In [2]:
import numpy as np

## Structured ndarray
- A structured array is an ndarray in which each element can be thought of as representing a struct in C (hence the “structured” name)
- Structured arrays allow you to define a custom data structure with multiple fields (columns), each with its own name and data type.
- Creation: define a data type (dtype) with named fields, where each field has a specific type.

Benefits: 
- efficiently store data with multiple types in one array
- suitable for handling complex datasets like rows in a CSV file, where each column can have a different type
- can act as a lightweight alternative to a DataFrame if you're dealing with simpler datasets in NumPy 

Ideal for: 
- writing and reading data to/from disk (including memory maps)
- transporting data over a network
- interfacing with C-style binary data formats

In [5]:
dtype = [('name', 'U10'), ('age', 'i4'), ('weight', 'f4')]
# name is a string with up to 10characters
# age is a 32bit integer
# weight is a 32bit floating point number
data = np.array([('Alice', 25, 55.5), ('Bob', 30, 85.2), ('Cathy', 28, 68.3)], dtype=dtype)
print(data)

# the data array now stores info in a structured format. can be accessed by each field by name

[('Alice', 25, 55.5) ('Bob', 30, 85.2) ('Cathy', 28, 68.3)]


In [7]:
# accessing fields
print(data['name'])
print(data['age'])

print(data[0])

['Alice' 'Bob' 'Cathy']
[25 30 28]
('Alice', 25, 55.5)


### Nested Data Types

In [9]:
dtype = [
    ('person', [('name', 'U10'), ('age', 'i4')]),
    ('weight', 'f4')
]

data = np.array([
    (('apple', 24), 56.3),
    (('Bob', 45), 89.5)
], dtype=dtype)
print(data)

[(('apple', 24), 56.3) (('Bob', 45), 89.5)]


In [11]:
print(data['person'])
print(data['person']['name'])
print(data['person']['age'])
print(data[0])

[('apple', 24) ('Bob', 45)]
['apple' 'Bob']
[24 45]
(('apple', 24), 56.3)


### Multidimensional Fields
useful for storing structured data where one or more fields naturally represent arrays of values

In [12]:
dtype = [
    ('name', 'U10'),
    ('scores', 'f4', (3,)) # Multidimensional field: a 1D array with 3 elements
]

data = np.array([
    ('Alice', [85.0, 90.5, 78.0]),
    ('Bob', [72.0, 88.5, 91.0])
], dtype=dtype)

print(data)

[('Alice', [85. , 90.5, 78. ]) ('Bob', [72. , 88.5, 91. ])]


In [13]:
print(data['name'])
print(data['scores'])

print(data['scores'][0])
print(data['scores'][0][1])

['Alice' 'Bob']
[[85.  90.5 78. ]
 [72.  88.5 91. ]]
[85.  90.5 78. ]
90.5


- nested data type: allows fields to contain subfields, enabling hierarchical data structures
- multidimensional fields: allow fields to store arrays as part of structured data 

## Record Arrays
- subclass of structured arrays that add the ability to access fields as attrributes, making them more convenient for interactive use
- To create a record array, you can use `np.recarray` or convert an existing structured array using `np.core.records.fromarrays`

In [16]:
dtype = [('name', 'U10'), ('age', 'i4'), ('weight', 'f4')]
data = np.array([('Alice', 25, 55.5), ('Bob', 30, 85.2), ('Cathy', 28, 68.3)], dtype=dtype)

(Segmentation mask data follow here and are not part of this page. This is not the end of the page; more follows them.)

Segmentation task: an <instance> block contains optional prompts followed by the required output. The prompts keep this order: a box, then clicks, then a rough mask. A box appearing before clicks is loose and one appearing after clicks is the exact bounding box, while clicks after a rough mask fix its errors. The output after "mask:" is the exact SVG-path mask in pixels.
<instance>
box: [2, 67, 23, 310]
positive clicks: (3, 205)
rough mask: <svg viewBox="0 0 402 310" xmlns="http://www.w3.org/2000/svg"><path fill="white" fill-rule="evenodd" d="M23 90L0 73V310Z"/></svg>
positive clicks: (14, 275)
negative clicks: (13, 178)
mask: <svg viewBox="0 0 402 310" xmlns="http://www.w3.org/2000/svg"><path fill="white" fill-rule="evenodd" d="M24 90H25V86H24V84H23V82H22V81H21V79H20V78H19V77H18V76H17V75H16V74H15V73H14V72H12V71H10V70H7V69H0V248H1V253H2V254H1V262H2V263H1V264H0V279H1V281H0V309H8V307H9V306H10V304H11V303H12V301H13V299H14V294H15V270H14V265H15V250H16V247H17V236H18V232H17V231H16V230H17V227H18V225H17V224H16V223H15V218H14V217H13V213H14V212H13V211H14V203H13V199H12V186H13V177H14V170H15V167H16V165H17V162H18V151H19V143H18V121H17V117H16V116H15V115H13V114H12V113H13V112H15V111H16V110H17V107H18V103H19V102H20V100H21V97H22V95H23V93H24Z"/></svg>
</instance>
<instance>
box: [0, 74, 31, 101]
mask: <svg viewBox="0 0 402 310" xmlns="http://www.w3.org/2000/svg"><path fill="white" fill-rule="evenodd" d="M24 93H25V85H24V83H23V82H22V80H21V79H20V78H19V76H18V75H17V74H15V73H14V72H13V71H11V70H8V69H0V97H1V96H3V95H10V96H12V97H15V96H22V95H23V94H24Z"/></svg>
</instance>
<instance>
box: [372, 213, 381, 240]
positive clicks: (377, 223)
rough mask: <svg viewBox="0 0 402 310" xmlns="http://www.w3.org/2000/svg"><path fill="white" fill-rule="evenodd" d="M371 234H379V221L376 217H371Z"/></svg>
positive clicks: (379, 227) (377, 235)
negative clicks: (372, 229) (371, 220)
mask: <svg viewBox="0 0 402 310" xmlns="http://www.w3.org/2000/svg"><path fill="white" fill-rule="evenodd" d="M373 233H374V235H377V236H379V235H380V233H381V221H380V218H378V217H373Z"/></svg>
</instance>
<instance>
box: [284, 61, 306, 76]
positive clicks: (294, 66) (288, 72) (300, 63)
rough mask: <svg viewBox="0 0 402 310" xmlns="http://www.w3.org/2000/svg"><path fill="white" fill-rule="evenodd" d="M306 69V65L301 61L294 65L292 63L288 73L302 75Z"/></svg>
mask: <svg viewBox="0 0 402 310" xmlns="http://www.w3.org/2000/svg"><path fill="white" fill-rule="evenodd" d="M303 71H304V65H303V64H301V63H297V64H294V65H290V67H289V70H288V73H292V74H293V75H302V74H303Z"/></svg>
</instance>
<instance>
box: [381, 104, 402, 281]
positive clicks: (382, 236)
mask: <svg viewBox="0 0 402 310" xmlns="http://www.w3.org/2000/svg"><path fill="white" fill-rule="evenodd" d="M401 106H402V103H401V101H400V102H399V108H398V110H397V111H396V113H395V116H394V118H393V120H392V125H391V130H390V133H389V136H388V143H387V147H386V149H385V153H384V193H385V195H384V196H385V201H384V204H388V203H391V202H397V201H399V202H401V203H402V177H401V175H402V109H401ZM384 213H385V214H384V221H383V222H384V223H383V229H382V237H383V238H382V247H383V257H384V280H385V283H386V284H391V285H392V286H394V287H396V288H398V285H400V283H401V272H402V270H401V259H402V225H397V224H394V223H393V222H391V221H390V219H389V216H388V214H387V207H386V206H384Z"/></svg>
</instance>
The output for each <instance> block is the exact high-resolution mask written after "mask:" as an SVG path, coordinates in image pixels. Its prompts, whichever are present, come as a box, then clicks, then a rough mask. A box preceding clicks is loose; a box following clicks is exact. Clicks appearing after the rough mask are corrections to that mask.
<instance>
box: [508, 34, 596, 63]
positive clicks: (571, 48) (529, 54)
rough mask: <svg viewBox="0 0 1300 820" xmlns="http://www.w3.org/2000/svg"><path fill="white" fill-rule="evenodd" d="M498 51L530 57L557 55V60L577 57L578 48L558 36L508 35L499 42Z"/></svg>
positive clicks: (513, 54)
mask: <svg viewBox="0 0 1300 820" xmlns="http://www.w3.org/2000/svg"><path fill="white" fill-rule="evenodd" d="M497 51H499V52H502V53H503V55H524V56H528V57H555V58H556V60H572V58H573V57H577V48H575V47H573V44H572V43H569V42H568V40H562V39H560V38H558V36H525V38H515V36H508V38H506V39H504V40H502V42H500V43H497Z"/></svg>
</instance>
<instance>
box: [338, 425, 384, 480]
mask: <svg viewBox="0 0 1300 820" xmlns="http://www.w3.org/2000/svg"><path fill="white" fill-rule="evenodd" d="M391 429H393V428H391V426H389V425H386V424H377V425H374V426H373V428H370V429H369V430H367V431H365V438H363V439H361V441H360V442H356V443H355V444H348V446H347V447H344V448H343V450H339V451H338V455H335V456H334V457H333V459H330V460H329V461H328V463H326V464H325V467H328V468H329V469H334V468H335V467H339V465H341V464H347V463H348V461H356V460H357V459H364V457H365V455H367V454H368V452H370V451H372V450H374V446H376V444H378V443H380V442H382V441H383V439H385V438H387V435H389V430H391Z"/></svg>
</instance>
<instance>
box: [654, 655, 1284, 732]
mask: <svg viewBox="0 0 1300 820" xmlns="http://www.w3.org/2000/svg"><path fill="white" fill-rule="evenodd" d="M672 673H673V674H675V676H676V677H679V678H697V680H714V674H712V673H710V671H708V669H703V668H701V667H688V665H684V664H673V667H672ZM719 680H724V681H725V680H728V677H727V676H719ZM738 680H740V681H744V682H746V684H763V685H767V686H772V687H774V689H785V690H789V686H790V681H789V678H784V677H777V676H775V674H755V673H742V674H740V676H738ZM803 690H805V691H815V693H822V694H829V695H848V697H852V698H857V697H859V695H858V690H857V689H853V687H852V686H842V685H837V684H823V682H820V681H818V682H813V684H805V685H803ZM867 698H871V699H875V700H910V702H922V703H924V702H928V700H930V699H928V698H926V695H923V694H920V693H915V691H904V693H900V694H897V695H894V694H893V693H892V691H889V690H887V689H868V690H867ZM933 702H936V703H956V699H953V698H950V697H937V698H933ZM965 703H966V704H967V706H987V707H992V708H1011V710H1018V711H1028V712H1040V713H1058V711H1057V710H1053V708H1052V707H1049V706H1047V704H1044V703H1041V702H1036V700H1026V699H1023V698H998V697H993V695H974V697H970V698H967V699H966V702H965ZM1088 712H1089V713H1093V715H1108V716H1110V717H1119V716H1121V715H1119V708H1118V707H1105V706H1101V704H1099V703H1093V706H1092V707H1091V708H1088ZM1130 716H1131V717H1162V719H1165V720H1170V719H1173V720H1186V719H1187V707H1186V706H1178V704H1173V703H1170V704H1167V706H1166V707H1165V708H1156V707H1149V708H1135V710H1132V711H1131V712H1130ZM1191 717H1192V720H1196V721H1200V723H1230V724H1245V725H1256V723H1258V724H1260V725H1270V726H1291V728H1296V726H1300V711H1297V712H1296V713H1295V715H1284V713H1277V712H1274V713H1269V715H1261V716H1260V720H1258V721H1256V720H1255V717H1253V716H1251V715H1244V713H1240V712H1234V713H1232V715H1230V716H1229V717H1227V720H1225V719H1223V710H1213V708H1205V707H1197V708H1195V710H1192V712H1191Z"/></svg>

# Convert the structured array `data` to a record array
record_data = data.view(np.recarray)

# Access fields as attributes
print(record_data.name)  # Output: ['Alice' 'Bob' 'Cathy']
print(record_data.age)   # Output: [25 30 28]


# With record arrays, you can access the fields using record_data.name instead of record_data['name'], making the syntax cleaner and potentially more readable.

['Alice' 'Bob' 'Cathy']
[25 30 28]